Termination uses the primal/dual residual criterion of Boyd et al. (2011, Sec. 3.3): stop when ||r||_2 <= eps_pri and ||s||_2 <= eps_dual with primal residual r = (X Theta - R, Theta - Z), dual residual s = rho * A'(z^k - z^{k-1}), and tolerances eps_pri = sqrt((T+n) m) abstol + reltol max(||A Theta||, ||B z||) and eps_dual = sqrt(n m) abstol + reltol ||A' (rho u)||. The accelerated restart uses the combined residual c_k = rho (||u^k - uhat^k||^2 + ||z^k - zhat^k||^2).

mlsynth.utils.msqrt_helpers.optimization.fit_msqrt_weights(Y: ndarray, X: ndarray, lambd: float, *, tol: float = 0.01, solver: str = 'admm', **solver_kwargs) → Tuple[ndarray, ndarray, ndarray]#

Solve eq. (5) for the donor-weight matrix and report fit + sparsity.

Parameters:

Y (numpy.ndarray, shape (T, m)) – Treated-unit outcomes, time-major.
X (numpy.ndarray, shape (T, n)) – Donor outcomes, time-major.
lambd (float) – Non-negative L1 penalty lambda.
tol (float, optional) – Magnitude below which a weight is treated as zero when counting active donors (default 1e-2).
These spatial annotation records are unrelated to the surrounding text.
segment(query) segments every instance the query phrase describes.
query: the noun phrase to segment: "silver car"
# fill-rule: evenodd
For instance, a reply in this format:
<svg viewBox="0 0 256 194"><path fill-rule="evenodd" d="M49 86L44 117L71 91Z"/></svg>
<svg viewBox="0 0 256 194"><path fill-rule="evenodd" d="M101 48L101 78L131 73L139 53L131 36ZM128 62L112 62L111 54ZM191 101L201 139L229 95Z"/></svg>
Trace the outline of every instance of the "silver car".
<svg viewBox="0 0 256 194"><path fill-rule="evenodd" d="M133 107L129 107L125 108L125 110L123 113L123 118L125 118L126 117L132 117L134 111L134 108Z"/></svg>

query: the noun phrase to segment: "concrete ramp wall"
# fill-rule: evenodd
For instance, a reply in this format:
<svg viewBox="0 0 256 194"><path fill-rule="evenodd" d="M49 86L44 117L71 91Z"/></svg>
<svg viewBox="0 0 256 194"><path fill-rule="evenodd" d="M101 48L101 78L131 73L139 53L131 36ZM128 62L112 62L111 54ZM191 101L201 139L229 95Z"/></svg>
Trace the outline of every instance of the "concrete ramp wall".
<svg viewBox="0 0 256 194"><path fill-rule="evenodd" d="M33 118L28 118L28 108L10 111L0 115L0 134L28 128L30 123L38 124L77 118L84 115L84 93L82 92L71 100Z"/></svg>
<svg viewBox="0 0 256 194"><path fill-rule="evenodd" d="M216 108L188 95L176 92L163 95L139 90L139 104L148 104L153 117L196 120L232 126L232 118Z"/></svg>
Does not affect the solve.
solver ({“admm”, “cvxpy”}, optional) – Which backend to use. "admm" (default) is the fast two-split solver fit_msqrt_admm(); "cvxpy" is the slow conic reference _fit_msqrt_cvxpy().
**solver_kwargs – Extra keyword arguments forwarded to fit_msqrt_admm() (ignored for the cvxpy backend), e.g. rho, max_iter, abstol, reltol.

Returns:

Theta_hat (numpy.ndarray, shape (n, m)) – Estimated weight matrix.
Y_hat (numpy.ndarray, shape (T, m)) – Fitted treated outcomes X @ Theta_hat.
nonzero_per_col (numpy.ndarray, shape (m,)) – Number of active donors (|Theta_ij| > tol) for each treated unit.

Raises:

ValueError – If solver is not "admm" or "cvxpy".

mlsynth.utils.msqrt_helpers.optimization.select_lambda_cv(Y_pre: ndarray, X_pre: ndarray, lambdas: Sequence[float], *, initial_train: int | None = None, val_window: int | None = None, step: int | None = None, n_folds: int | None = None, solver: str = 'admm') → float#

Select the L1 penalty by rolling-origin cross-validation on the pre-period.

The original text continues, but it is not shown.